Reports that Chancellor Rishi Sunak is considering raising £2 billion a year with a new 2% online sales tax are, understandably, generating argument about the merits, or otherwise, of introducing such a tax in the UK (see previous story “Online sales tax would do little to save High Street” on this website.)

David Jinks MILT, head of consumer services at e-commerce delivery company ParcelHero, takes the view that a 2% levy on online sales, in addition to the previously reported mandatory charge on consumer deliveries, is simply unfair on the huge number of elderly or shielding people who have turned to online shopping for the first time during the pandemic,” and dubs it “a tax on the frail.”

Mr Sunak’s consideration of this tax appears to be, as he says himself, based upon creating “a sustainable and meaningful revenue source for the government,” to offset the cost of lost business rates as the coronavirus pandemic continues to bankrupt many High Street businesses.

David Jinks’ warning is that “home shoppers should not be duped into footing the bill for the impact of Covid 19. During lockdown, shoppers of all ages have turned to e-commerce so they can continue to shop safely from their own home.
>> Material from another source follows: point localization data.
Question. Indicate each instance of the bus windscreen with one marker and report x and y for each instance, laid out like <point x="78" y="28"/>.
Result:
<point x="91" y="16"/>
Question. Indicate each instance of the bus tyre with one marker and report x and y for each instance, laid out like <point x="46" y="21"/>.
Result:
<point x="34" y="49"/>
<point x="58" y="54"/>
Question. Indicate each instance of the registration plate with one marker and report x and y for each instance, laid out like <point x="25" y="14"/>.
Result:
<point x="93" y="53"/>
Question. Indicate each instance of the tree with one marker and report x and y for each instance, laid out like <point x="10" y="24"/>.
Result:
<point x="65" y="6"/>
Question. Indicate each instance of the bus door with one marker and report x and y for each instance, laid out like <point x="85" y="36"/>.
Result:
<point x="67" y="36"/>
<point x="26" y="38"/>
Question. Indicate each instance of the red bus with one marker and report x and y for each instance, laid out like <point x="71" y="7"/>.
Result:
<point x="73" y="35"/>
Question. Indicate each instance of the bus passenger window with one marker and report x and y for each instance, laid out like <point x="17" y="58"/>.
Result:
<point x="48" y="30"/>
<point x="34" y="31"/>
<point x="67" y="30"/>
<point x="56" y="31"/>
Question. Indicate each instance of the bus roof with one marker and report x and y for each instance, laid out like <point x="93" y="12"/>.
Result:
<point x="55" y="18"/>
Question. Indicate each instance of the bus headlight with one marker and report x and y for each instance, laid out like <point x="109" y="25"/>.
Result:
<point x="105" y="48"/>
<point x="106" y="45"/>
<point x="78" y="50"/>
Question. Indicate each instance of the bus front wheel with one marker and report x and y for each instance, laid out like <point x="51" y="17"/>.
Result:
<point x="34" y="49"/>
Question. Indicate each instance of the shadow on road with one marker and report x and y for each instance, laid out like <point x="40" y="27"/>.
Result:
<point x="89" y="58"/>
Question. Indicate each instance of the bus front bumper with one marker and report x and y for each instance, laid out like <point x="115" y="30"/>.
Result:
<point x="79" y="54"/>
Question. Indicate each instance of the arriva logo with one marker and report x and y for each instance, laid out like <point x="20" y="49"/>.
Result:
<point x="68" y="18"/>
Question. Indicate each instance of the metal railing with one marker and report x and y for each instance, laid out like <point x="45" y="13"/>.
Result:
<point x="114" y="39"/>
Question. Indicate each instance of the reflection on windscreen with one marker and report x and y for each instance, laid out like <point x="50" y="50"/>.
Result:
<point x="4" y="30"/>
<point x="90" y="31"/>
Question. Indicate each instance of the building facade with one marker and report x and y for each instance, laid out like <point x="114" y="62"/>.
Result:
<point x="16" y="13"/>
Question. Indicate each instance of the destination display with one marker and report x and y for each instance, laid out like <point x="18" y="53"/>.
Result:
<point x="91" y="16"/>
That is a sensible choice and consumers must not be punished for being wary of returning to shopping centres and crowded stores.
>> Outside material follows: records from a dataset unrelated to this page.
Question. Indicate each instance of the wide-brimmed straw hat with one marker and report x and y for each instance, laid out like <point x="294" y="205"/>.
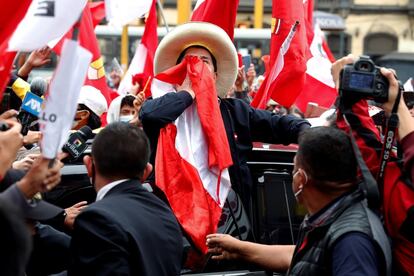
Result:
<point x="203" y="34"/>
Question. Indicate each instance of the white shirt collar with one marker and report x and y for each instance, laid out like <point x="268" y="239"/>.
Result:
<point x="105" y="189"/>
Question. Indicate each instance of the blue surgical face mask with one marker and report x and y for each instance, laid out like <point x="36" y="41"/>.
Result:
<point x="126" y="118"/>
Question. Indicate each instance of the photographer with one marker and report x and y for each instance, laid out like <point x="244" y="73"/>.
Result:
<point x="396" y="190"/>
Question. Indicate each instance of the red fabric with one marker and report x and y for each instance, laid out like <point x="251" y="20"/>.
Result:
<point x="97" y="12"/>
<point x="218" y="12"/>
<point x="87" y="39"/>
<point x="12" y="12"/>
<point x="287" y="85"/>
<point x="316" y="92"/>
<point x="150" y="41"/>
<point x="193" y="206"/>
<point x="398" y="197"/>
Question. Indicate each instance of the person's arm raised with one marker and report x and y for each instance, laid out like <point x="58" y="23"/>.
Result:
<point x="273" y="257"/>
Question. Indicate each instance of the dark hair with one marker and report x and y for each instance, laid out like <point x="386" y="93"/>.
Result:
<point x="181" y="56"/>
<point x="326" y="154"/>
<point x="93" y="121"/>
<point x="121" y="150"/>
<point x="128" y="100"/>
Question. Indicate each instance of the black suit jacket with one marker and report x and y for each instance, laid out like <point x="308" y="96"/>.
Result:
<point x="129" y="232"/>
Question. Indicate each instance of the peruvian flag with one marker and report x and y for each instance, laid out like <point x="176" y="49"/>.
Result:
<point x="88" y="40"/>
<point x="193" y="153"/>
<point x="319" y="84"/>
<point x="264" y="93"/>
<point x="288" y="55"/>
<point x="218" y="12"/>
<point x="12" y="12"/>
<point x="142" y="65"/>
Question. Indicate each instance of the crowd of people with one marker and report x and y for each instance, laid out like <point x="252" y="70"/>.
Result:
<point x="134" y="229"/>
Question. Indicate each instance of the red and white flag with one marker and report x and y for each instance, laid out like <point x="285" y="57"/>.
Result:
<point x="143" y="61"/>
<point x="264" y="93"/>
<point x="87" y="39"/>
<point x="218" y="12"/>
<point x="193" y="153"/>
<point x="60" y="105"/>
<point x="44" y="22"/>
<point x="288" y="77"/>
<point x="319" y="84"/>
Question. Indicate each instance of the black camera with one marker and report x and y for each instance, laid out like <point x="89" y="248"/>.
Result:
<point x="363" y="80"/>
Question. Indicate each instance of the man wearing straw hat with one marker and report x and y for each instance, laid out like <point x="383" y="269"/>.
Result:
<point x="196" y="101"/>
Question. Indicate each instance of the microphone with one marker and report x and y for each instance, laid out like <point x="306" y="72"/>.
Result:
<point x="76" y="143"/>
<point x="32" y="104"/>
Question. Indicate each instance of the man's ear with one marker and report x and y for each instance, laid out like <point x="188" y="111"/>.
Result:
<point x="146" y="173"/>
<point x="87" y="160"/>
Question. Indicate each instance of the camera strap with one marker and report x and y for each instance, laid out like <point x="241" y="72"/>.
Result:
<point x="369" y="185"/>
<point x="392" y="125"/>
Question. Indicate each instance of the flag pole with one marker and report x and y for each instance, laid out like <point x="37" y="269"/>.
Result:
<point x="162" y="16"/>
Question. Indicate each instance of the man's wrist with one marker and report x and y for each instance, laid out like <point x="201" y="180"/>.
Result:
<point x="26" y="188"/>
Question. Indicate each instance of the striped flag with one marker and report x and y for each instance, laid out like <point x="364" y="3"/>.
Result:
<point x="193" y="154"/>
<point x="143" y="60"/>
<point x="218" y="12"/>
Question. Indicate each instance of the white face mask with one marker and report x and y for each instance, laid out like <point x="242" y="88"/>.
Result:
<point x="126" y="118"/>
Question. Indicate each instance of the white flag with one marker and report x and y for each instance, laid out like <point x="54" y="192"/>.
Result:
<point x="121" y="12"/>
<point x="45" y="20"/>
<point x="61" y="101"/>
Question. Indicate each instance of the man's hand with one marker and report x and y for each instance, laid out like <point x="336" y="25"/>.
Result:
<point x="187" y="86"/>
<point x="40" y="178"/>
<point x="10" y="142"/>
<point x="338" y="65"/>
<point x="72" y="212"/>
<point x="36" y="59"/>
<point x="9" y="114"/>
<point x="223" y="246"/>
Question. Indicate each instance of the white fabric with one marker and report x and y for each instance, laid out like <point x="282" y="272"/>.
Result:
<point x="192" y="147"/>
<point x="136" y="66"/>
<point x="114" y="110"/>
<point x="105" y="189"/>
<point x="45" y="21"/>
<point x="121" y="12"/>
<point x="319" y="65"/>
<point x="93" y="99"/>
<point x="60" y="104"/>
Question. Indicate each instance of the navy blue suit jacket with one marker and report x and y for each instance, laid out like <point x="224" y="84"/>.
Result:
<point x="129" y="232"/>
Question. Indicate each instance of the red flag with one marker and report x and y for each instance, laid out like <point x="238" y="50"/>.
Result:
<point x="141" y="69"/>
<point x="12" y="12"/>
<point x="192" y="169"/>
<point x="319" y="85"/>
<point x="218" y="12"/>
<point x="288" y="77"/>
<point x="87" y="39"/>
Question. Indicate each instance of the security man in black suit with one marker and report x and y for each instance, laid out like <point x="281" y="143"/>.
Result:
<point x="128" y="230"/>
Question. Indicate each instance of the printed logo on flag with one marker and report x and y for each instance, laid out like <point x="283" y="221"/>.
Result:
<point x="45" y="8"/>
<point x="96" y="69"/>
<point x="32" y="104"/>
<point x="276" y="22"/>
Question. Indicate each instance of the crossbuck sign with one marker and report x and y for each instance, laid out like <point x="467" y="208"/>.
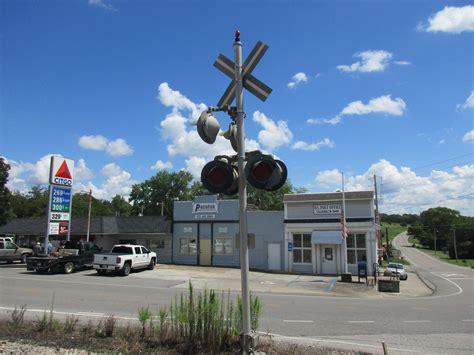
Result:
<point x="250" y="82"/>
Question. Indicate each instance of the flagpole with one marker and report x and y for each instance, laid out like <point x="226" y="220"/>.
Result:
<point x="344" y="238"/>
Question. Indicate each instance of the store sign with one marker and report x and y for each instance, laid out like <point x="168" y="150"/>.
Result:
<point x="204" y="207"/>
<point x="61" y="171"/>
<point x="327" y="209"/>
<point x="60" y="199"/>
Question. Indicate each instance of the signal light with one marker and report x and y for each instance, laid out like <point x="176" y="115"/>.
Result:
<point x="264" y="172"/>
<point x="231" y="135"/>
<point x="220" y="176"/>
<point x="208" y="127"/>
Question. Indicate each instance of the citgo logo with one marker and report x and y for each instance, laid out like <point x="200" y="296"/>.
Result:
<point x="63" y="175"/>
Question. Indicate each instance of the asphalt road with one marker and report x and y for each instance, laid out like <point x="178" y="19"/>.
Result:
<point x="441" y="323"/>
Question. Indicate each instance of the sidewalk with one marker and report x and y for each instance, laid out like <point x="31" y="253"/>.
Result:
<point x="218" y="278"/>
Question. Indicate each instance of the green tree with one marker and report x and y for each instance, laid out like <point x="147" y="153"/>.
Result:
<point x="5" y="195"/>
<point x="121" y="206"/>
<point x="164" y="188"/>
<point x="440" y="219"/>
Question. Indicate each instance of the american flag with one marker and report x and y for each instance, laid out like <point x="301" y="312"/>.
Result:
<point x="345" y="231"/>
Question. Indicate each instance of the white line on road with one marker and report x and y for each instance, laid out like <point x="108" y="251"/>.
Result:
<point x="78" y="314"/>
<point x="335" y="341"/>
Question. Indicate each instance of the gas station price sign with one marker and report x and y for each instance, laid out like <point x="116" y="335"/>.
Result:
<point x="60" y="199"/>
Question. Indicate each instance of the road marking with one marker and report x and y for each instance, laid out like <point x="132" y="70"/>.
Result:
<point x="334" y="341"/>
<point x="460" y="290"/>
<point x="78" y="314"/>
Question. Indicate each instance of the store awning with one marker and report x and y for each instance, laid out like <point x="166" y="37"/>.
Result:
<point x="326" y="237"/>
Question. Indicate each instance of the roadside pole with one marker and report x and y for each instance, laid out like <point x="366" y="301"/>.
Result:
<point x="244" y="253"/>
<point x="455" y="247"/>
<point x="89" y="215"/>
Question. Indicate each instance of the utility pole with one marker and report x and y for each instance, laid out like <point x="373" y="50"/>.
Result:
<point x="89" y="215"/>
<point x="377" y="216"/>
<point x="454" y="240"/>
<point x="246" y="337"/>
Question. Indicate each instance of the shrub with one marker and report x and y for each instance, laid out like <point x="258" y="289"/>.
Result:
<point x="18" y="316"/>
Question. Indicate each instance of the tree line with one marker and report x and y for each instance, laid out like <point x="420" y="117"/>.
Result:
<point x="152" y="197"/>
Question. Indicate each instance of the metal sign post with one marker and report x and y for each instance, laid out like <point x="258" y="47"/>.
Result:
<point x="242" y="78"/>
<point x="244" y="252"/>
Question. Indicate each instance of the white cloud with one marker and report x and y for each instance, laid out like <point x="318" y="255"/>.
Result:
<point x="118" y="147"/>
<point x="273" y="134"/>
<point x="469" y="136"/>
<point x="301" y="145"/>
<point x="329" y="178"/>
<point x="469" y="103"/>
<point x="452" y="20"/>
<point x="102" y="4"/>
<point x="111" y="169"/>
<point x="401" y="62"/>
<point x="297" y="79"/>
<point x="333" y="121"/>
<point x="93" y="142"/>
<point x="194" y="165"/>
<point x="81" y="171"/>
<point x="179" y="102"/>
<point x="161" y="165"/>
<point x="382" y="104"/>
<point x="370" y="61"/>
<point x="403" y="191"/>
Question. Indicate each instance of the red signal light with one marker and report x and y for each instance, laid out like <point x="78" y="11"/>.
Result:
<point x="218" y="176"/>
<point x="264" y="172"/>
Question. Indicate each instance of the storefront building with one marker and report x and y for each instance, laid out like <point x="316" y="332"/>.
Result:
<point x="314" y="241"/>
<point x="206" y="232"/>
<point x="154" y="232"/>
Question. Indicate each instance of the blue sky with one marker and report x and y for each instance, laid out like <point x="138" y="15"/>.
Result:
<point x="360" y="87"/>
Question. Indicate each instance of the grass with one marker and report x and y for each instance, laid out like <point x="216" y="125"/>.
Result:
<point x="443" y="257"/>
<point x="394" y="259"/>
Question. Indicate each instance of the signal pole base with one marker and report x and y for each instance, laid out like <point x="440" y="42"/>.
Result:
<point x="248" y="342"/>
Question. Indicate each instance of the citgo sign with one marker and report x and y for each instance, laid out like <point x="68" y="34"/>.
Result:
<point x="62" y="171"/>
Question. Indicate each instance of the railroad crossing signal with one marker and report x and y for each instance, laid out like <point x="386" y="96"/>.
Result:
<point x="250" y="82"/>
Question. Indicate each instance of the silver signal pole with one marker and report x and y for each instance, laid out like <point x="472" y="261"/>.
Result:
<point x="245" y="340"/>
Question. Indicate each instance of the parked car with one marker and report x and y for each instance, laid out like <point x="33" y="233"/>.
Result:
<point x="72" y="257"/>
<point x="123" y="258"/>
<point x="396" y="270"/>
<point x="11" y="252"/>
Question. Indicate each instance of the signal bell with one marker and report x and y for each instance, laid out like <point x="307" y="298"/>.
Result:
<point x="264" y="172"/>
<point x="208" y="127"/>
<point x="220" y="176"/>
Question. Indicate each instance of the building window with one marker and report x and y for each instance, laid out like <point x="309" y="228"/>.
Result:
<point x="251" y="241"/>
<point x="187" y="245"/>
<point x="356" y="250"/>
<point x="156" y="244"/>
<point x="302" y="250"/>
<point x="223" y="246"/>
“The Government,” he adds, “is well aware many people have been driven to online shopping because of their concerns over the coronavirus, but it is prepared to make those people pay more to restore the Government’s coffers.
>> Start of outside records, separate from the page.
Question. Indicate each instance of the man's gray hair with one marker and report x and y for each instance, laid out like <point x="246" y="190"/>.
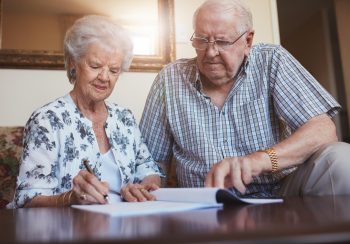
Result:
<point x="100" y="30"/>
<point x="238" y="7"/>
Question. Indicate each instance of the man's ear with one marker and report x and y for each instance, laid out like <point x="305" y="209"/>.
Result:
<point x="249" y="41"/>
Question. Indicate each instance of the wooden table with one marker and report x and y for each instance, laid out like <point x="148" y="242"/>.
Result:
<point x="297" y="220"/>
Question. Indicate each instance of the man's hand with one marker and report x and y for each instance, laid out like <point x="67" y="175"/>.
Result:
<point x="238" y="172"/>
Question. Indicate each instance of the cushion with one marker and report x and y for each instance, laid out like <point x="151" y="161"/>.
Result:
<point x="10" y="152"/>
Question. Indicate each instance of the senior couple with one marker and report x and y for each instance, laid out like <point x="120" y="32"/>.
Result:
<point x="239" y="116"/>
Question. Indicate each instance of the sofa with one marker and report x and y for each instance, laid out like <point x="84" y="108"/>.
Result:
<point x="10" y="152"/>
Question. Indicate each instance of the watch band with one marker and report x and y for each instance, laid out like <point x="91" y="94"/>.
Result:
<point x="273" y="158"/>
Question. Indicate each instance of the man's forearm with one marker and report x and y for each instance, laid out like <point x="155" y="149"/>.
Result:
<point x="317" y="132"/>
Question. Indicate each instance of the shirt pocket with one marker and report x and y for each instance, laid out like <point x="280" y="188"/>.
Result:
<point x="252" y="126"/>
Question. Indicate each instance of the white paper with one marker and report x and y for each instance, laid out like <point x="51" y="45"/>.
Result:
<point x="141" y="208"/>
<point x="197" y="195"/>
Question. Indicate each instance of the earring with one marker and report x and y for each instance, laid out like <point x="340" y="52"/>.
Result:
<point x="72" y="74"/>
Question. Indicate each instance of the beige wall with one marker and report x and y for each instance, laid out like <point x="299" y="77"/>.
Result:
<point x="22" y="91"/>
<point x="342" y="8"/>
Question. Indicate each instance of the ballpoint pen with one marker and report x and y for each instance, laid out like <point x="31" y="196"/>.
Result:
<point x="88" y="168"/>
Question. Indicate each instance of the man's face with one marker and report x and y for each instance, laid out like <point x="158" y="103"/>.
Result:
<point x="220" y="66"/>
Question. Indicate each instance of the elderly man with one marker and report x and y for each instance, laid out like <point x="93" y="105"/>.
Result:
<point x="243" y="116"/>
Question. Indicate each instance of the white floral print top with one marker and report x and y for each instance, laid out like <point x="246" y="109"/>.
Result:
<point x="57" y="138"/>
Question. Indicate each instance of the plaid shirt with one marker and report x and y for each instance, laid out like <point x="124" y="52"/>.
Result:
<point x="273" y="96"/>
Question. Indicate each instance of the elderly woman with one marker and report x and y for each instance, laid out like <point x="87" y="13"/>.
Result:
<point x="82" y="126"/>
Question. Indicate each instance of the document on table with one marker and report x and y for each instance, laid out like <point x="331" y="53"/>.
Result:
<point x="142" y="208"/>
<point x="177" y="199"/>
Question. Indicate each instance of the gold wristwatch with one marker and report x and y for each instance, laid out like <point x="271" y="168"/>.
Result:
<point x="273" y="157"/>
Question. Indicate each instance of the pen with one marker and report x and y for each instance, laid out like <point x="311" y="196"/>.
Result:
<point x="88" y="168"/>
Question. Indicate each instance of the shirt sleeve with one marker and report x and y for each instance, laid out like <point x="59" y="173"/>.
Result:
<point x="154" y="124"/>
<point x="38" y="166"/>
<point x="145" y="165"/>
<point x="297" y="96"/>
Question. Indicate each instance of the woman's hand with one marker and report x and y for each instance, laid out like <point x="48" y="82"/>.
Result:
<point x="141" y="192"/>
<point x="87" y="189"/>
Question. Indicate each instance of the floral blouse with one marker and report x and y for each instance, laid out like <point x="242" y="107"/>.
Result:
<point x="57" y="138"/>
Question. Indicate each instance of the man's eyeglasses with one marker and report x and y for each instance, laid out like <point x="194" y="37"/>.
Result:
<point x="202" y="43"/>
“There is no denying that High Street retail and, indeed, much of the entire economy is struggling, but certain sectors of e-commerce continue to thrive. The Chancellor’s response should be to encourage this one bright area of retail rather than impose steep new taxes on it. The result of this … will be that consumers simply stop spending their hard-won money online as well as in store. Then no one wins – not the High Street, not the Treasury and certainly not Britain’s consumers.

“The answer to the business rates problem is that the Treasury should stop dragging its heels and push forwards with its radical new plans to abolish business rates and replace them with a ‘capital values tax’ that would be based on the value of land and the buildings on it. This tax would be paid by the owner of the property rather than the business leasing it. Britain’s business rates are the highest in Europe and they cripple High Street retailers; tackling these will help bring life back to our beleaguered town centres far more effectively than a new online sales tax.

 “Let’s face it, most good retailers sell both in store and online. A new e-commerce tax would be robbing one side of a business to pay the other. Both the Government and retailers need better omnichannel retail strategies, embracing both shop and online sales, with both services complementing the other.”